Я выбрала гостиницу в центре, думала, она окажется скромной — для непритязательных людей, а здесь — антикварные предметы интерьера, музейная мебель, ковры. Окна моей комнаты выходят на центральную улицу, одну из самых оживленных в городе, поэтому немного шумно, зато потолок расписан прекрасными фресками. В этом баре мы — единственные клиенты, и все внимание официантки приковано к нам. Возможно, она знает комиссара. Возможно, в Ферраре все его знают и боятся.

До знакомства с Лео я тоже робела перед силами правопорядка.

— Сколько… пять человек в месяц? Десять? Больше?

— Тысячи, синьора Капассо. Каждый год тысячи людей исчезают в никуда, — печально отвечает, помешивая кофе в чашке. — Но исчезновение Марко Сорани расследовалось очень тщательно, ведь с ним была связана смерть двух других парней.

— И что же вы нашли?

— Лично я — ничего, я был еще ребенком, — улыбается. — Но вчера вечером почитал следственное дело, и мне пришла в голову одна мысль. Если хотите, поехали.

— Куда?

— Вы лучше поймете, о чем я, если увидите это место своими глазами.
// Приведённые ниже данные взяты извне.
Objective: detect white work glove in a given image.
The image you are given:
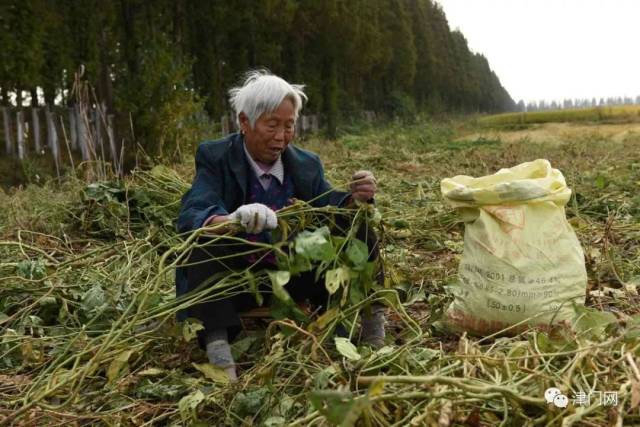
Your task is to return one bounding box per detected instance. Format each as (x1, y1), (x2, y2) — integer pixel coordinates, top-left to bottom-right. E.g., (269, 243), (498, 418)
(229, 203), (278, 234)
(350, 171), (378, 202)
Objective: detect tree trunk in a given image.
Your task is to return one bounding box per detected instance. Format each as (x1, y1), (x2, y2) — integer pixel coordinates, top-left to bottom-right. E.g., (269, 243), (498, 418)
(29, 88), (38, 108)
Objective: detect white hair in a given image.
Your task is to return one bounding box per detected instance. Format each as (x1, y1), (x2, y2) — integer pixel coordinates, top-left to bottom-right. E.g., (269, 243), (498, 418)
(229, 70), (307, 128)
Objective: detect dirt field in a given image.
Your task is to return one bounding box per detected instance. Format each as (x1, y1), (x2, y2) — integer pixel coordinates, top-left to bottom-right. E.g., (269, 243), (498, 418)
(456, 123), (640, 144)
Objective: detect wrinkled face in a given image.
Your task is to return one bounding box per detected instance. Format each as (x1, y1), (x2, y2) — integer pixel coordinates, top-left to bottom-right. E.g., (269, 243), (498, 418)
(239, 98), (295, 164)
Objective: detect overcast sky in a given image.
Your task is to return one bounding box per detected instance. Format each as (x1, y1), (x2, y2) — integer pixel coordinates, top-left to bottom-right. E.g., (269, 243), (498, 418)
(436, 0), (640, 102)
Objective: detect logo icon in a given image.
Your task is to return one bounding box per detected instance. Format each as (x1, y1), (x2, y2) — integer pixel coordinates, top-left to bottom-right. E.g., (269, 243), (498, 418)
(544, 387), (569, 408)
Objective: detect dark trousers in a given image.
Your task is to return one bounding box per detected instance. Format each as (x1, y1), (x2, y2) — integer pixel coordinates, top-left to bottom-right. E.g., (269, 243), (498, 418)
(186, 218), (383, 344)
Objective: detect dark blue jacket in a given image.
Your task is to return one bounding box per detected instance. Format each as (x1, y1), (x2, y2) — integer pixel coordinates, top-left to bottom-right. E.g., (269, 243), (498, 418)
(176, 133), (349, 296)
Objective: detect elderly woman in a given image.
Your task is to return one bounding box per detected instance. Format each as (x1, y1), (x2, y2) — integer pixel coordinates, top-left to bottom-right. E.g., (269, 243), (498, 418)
(176, 71), (384, 379)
Производит впечатление человека пустого, фальшивого, однако прочитал дело тридцатилетней давности, сделал какие–то выводы и хочет мне объяснить.

Он явно стремится показать себя с лучшей стороны. Я поднимаюсь из–за стола. Хотя на мне длинный широкий свитер, Д’Авалос не может не заметить моего живота, однако он молчит. Оставляет на столике пять евро, помогает мне надеть пальто и, взяв меня под руку, идет к выходу. На улице нас догоняет официантка — я забыла на стуле свой серый шарф. Д’Авалос берет шарф и обматывает мне шею. Потом помогает забраться в черный автомобиль, за рулем которого полицейский в штатском, и садится рядом со мной, на заднее сиденье.